The huge health care reform bill that Congress will consider next year could become the vehicle for passing proposals to ease tax-exempt bond curbs, a key congressional tax aide said yesterday.

"I don't know how much that [bill) will open up to other items," said H. Ben Hartley, senior legislation counsel for the Joint Tax Committee. "But I've never seen a revenue bill yet that doesn't contain such extraneous items before it gets enacted."

Hartley, who was speaking to the Association of Local Housing Finance Agencies' fall conference here, said the potential exists to add bond amendments because the health care bill will almost certainly have to include a tax component.

In drafting health care reform, tax lawmakers will have to deal with such issues as extending expired tax breaks in the health care area and finding revenues to cover some of the bill's cost, Hartley said. "There are any number of tax issues in the health arena that will have to be addressed as part of that health bill," he said.

Whether that tax section will contain unrelated bond provisions is an open question, Hartley said. "How much you can stretch the health nexus, or whether the barrier falls down altogether I don't think any of us will know until spring of next year at the earliest," he said. "But I wouldn't rule any of that out."

Another possible vehicle for bond changes is the pending tax simplification bill, Hartley said. The House Ways and Means Committee passed the bill earlier this month without extraneous amendments, and even stripped out two bond simplification provisions because they would lose money for the federal government.

But time is running out on the bill because Congress is expected to adjourn before Thanksgiving. The House has not yet voted on the bill and the Senate Finance Committee has not begun drafting a similar piece of legislation. So when Congress returns next year, "that will be the pending business at some point in time," Hartley said.

One bond-related tax change that the housing community will seek next year will be to increase the amount of low-income housing tax credits that developers can use when their projects also contain tax-exempt financing, said John C. Murphy, the executive director of the local housing group.

Generally, current law permits a developer to take a credit based on the percentage of the low-income units in his project. But when bond financing is combined with the credit, the law reduces the amount of credits available to the developer.

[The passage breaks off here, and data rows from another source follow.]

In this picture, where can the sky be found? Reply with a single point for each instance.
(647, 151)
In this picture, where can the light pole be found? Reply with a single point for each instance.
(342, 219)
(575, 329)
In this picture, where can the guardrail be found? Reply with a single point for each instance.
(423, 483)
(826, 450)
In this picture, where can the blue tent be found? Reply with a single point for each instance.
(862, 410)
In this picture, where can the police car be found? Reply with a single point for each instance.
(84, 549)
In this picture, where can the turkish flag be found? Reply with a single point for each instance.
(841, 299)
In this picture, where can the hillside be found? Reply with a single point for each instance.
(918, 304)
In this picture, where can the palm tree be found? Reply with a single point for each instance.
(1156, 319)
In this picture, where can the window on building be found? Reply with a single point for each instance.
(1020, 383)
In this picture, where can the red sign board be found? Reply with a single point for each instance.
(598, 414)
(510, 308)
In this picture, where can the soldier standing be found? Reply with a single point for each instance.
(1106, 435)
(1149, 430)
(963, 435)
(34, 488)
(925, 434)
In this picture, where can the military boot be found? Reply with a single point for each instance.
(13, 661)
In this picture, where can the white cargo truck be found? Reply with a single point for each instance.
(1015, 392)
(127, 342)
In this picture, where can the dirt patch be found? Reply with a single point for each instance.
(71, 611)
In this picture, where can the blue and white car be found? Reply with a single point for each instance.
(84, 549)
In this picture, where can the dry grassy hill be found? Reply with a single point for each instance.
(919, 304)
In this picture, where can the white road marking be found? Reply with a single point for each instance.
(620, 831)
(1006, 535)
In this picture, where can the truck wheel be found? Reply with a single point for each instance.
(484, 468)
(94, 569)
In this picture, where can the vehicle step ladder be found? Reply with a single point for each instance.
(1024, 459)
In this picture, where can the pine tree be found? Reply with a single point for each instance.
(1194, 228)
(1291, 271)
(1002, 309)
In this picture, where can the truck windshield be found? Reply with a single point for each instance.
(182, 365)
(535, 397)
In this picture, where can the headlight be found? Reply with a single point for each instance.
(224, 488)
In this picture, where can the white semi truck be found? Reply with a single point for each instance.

Murphy said he believes that "there is sufficient protection under current law that would insure that projects are not oversubsidized" if bonds were permitted to be combined with a larger amount of credit. He did not elaborate on what the protections are.

But Hartley indicated that housing advocates may have to work to make the case to Congress. "There is an ongoing concern in the credit area that projects are oversubsidized," even with the penalty in current law for using bond financing, he said.